Planned Parenthood Federation of America, Inc. - Get Involved: "Imagine walking into a pharmacy with a prescription and being told by the pharmacist, 'I won't fill it. It's my right not to fill it.' Yes, it's outrageous, but this is exactly what happened to a 26-year-old woman who presented a prescription for emergency contraception at a Target in Fenton, MO, on September 30. Planned Parenthood is demanding that pharmacists dispense medication, not moral judgment"
With thanks to
Crooks and Liars and
AMERICAblog for the information, Existential Ramble, a long-time Target customer, offers an
open letter to Target:
I wish to register my dismay and shock at the information that Target has chosen to cater only to fundamentalist Christians. By allowing pharmacists in Target employ to exercise their religious beliefs to the detriment of Target customers, Target has chosen a single, targeted issue upon which to discriminate.
If Target were seriously going to implement such a policy, it would also be possible for a Christian Scientist in Target employ to refuse to sell me medicine of any sort. If Target were serious about a policy of respecting employees' "sincerely held religious beliefs," you would need to completely stop serving my family because many of your employees have sincerely held beliefs that, while contrary to science, are sincerely held in believing that gay men and lesbian women are sinners who choose perversion and are outcast from society. This is a sincerely held belief. Where does it end?

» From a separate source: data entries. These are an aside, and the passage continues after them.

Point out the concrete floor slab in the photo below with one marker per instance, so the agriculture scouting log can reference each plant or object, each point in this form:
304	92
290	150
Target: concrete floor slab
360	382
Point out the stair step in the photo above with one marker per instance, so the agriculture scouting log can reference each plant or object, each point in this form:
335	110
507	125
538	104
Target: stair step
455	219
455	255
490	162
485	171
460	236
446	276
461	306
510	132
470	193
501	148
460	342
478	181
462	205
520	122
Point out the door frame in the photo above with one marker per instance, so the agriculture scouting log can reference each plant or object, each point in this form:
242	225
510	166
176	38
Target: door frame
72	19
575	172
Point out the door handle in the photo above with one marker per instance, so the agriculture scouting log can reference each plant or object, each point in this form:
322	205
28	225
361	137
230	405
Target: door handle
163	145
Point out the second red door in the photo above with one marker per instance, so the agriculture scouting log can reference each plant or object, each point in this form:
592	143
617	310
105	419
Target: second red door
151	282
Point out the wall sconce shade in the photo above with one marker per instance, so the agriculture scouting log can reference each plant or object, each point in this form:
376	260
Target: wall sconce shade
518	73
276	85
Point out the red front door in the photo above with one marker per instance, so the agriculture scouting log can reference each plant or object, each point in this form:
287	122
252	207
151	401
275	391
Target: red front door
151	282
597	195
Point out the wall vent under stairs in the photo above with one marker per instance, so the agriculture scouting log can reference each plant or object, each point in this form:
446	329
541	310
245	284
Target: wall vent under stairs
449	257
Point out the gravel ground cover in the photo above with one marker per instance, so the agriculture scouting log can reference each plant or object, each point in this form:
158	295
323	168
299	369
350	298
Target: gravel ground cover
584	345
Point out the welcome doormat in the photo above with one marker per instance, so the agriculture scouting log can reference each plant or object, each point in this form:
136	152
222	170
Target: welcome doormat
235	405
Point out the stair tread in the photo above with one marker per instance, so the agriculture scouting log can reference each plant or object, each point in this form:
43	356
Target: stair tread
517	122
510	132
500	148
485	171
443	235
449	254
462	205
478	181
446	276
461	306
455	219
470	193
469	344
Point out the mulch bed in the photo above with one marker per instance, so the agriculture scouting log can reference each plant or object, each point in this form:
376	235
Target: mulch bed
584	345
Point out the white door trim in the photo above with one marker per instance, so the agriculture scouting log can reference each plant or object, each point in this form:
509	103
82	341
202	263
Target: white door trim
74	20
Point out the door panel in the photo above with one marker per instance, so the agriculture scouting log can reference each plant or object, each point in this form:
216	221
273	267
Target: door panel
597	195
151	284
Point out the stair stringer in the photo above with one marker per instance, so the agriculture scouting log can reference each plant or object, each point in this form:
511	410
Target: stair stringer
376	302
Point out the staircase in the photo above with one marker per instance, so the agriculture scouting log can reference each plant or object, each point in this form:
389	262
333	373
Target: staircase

Well, it ends when Target recognizes that Title VII of the Civil Rights Act of 1964 does not mean that the sincerely held religious beliefs of employees dictate the function of your business. It simply means that if I sincerely believe that Tuesdays are Holy to my God, then I should be accomodated in scheduling that I might not be required to work on Tuesdays. It means that if I sincerely believe in Zeus as the principle god of the pantheon, I should not be discriminated against in employment. It does not mean that if my religious belief makes the job impossible that you must hire two people to do the job: a Christian Scientist clerk except for aspirin and then another clerk will scan the aspirin.
Allow your employees to hold their religious beliefs and allow them the time to do so on their own time. Do not tread on mine by insisting that the employee trumps the paying customer. I have some faith in a commercial organization that has demonstrated real sense in so many areas, so I will await your change of policy.